This story is updated with new information to reflect the fact that the white hacker has since returned the funds to Tender.fi.

An ethical hacker has drained $1.59 million from the decentralized finance (DeFi) lending platform Tender.fi, leading the service to halt borrowing while it attempts to recoup its assets.

Web3-focused smart contract auditor CertiK, and blockchain analyst Lookonchain, flagged an exploit that saw funds drained from the DeFi lending protocol on March 7. Tender.fi confirmed the incident on Twitter, citing “an unusual amount of borrows” through the protocol:

A white hat hacker that carried out the exploit made contact with Tender.fi in the hours after the incident to open discussions about returning funds that were siphoned through the exploit. White hat hackers are also known as ethical hackers and typically look for and take advantage of security flaws in different protocols before returning funds.

Cointelegraph reached out to CertiK to unpack the situation, which highlighted that the exploiter left an on-chain message which has been verified on the Arbitrum Blockchain Explorer:

The input data reads: “It looks like your oracle was misconfigured. contact me to sort this out.”

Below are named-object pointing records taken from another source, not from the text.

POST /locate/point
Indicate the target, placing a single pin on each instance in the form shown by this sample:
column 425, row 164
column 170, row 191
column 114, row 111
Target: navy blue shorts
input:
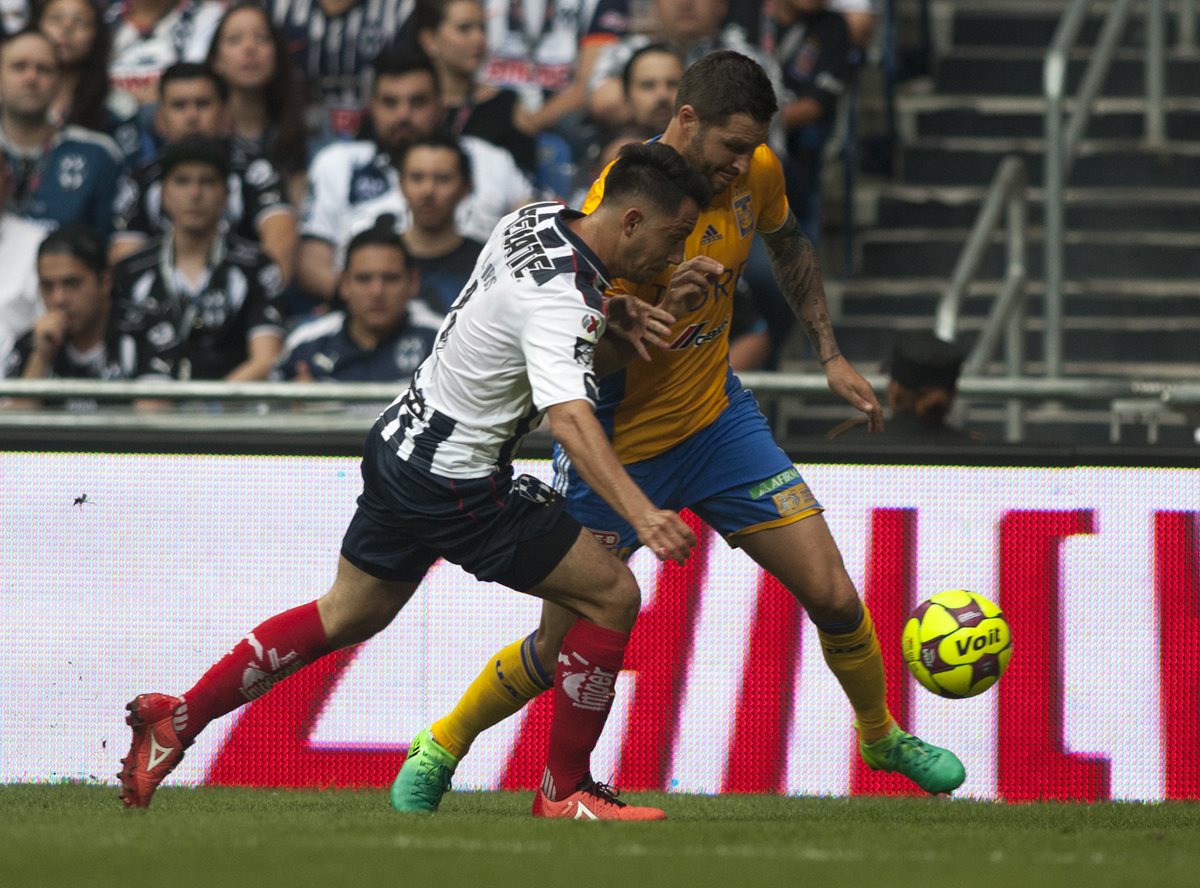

Lookonchain provided further details of the exploit, citing blockchain data showing that the white hat hacker borrowed $1.59 million worth of assets from the protocol by depositing 1 GMX token, valued at $71 at the time of writing.

Related: $700,000 drained from BNB Chain-based DeFi protocol LaunchZone

Tender.fi has since confirmed that the white hat hacker has returned the funds that were siphoned from the protocol in the exploit, getting a $97,000 bounty reward.

DeFi protocols have been the target of hackers in early 2023, with seven different platforms losing over $21 million in February alone. Hackers also took advantage of an oracle exploit in Jan. 2023, seeing over $120 million stolen from BonqDAO.